Holenderska policja poszukuje złodziei największego na świecie drewnianego chodaka, który stał w centrum wsi Enter. But był dumą Holandii. Tydzień temu zniknął bez śladu.
Wydawałoby się, że chodak, który ma ponad 4 metry długości i waży prawie dwie tony, nie mógł zniknąć jak kamfora. A jednak policji dotąd nie udało się wpaść na trop złodziei. Kradzież była o tyle łatwa, że but stał na zewnątrz i nie był w żadnej sposób zabezpieczony. Policja podejrzewa, że skradziono go dla zabawy, w ramach karnawałowych wygłupów.
Mieszkańcom Enter wcale jednak nie jest do śmiechu. Ten but jest ważny dla naszego kraju, bo chodaki to symbol Holandii, a dla naszej wioski jest ważny, bo mamy tu ostatnich prawdziwych producentów tego tradycyjnego obuwia. Jest także muzeum chodaków - mówi Janeke Zwiers z centrum turystycznego Enter w rozmowie z korespondentką RMF FM Katarzyną Szymańską-Borginon.

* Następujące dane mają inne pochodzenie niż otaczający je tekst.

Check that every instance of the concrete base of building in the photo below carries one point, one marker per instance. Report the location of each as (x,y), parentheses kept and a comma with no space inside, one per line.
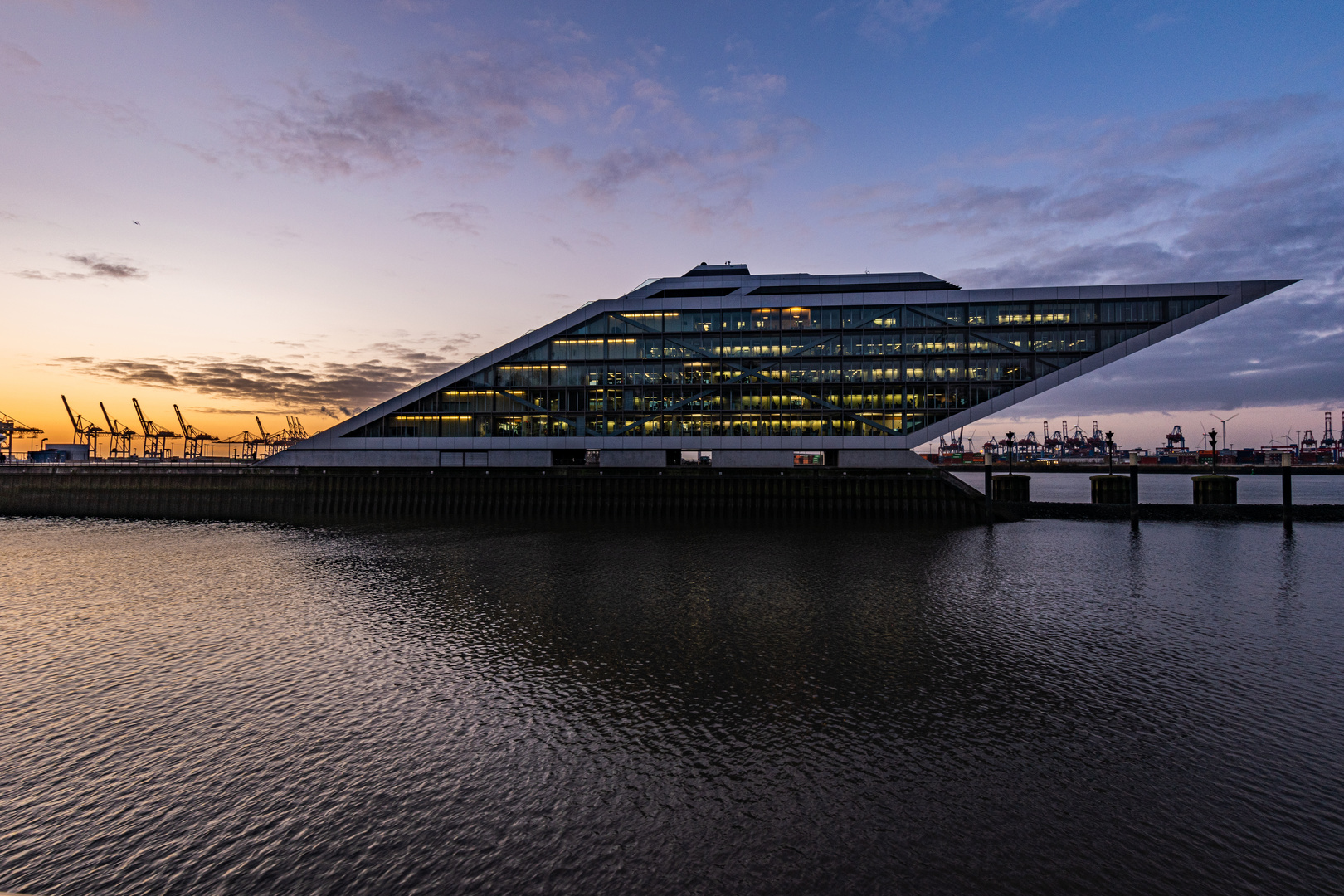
(898,460)
(609,457)
(722,458)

Skradziony chodak jest największym butem wykonanym z jednego kawałka drewna. W 1991 roku trafił nawet do Księgi Rekordów Guinnessa. Chodak ma pecha, bo już raz, 15 lat temu, ukradli do dla żartu studenci. Po kilku tygodniach młodzi ludzie oddali but, ale podczas niewłaściwego transportu został trochę zniszczony. Teraz też obawiam się, że może ulec zniszczeniu - mówi Zwiers.
Holenderska policja zapowiada, że jeśli kradzież okaże się żartem, złodzieje i tak zostaną potraktowani poważnie i odpowiedzą przed sądem.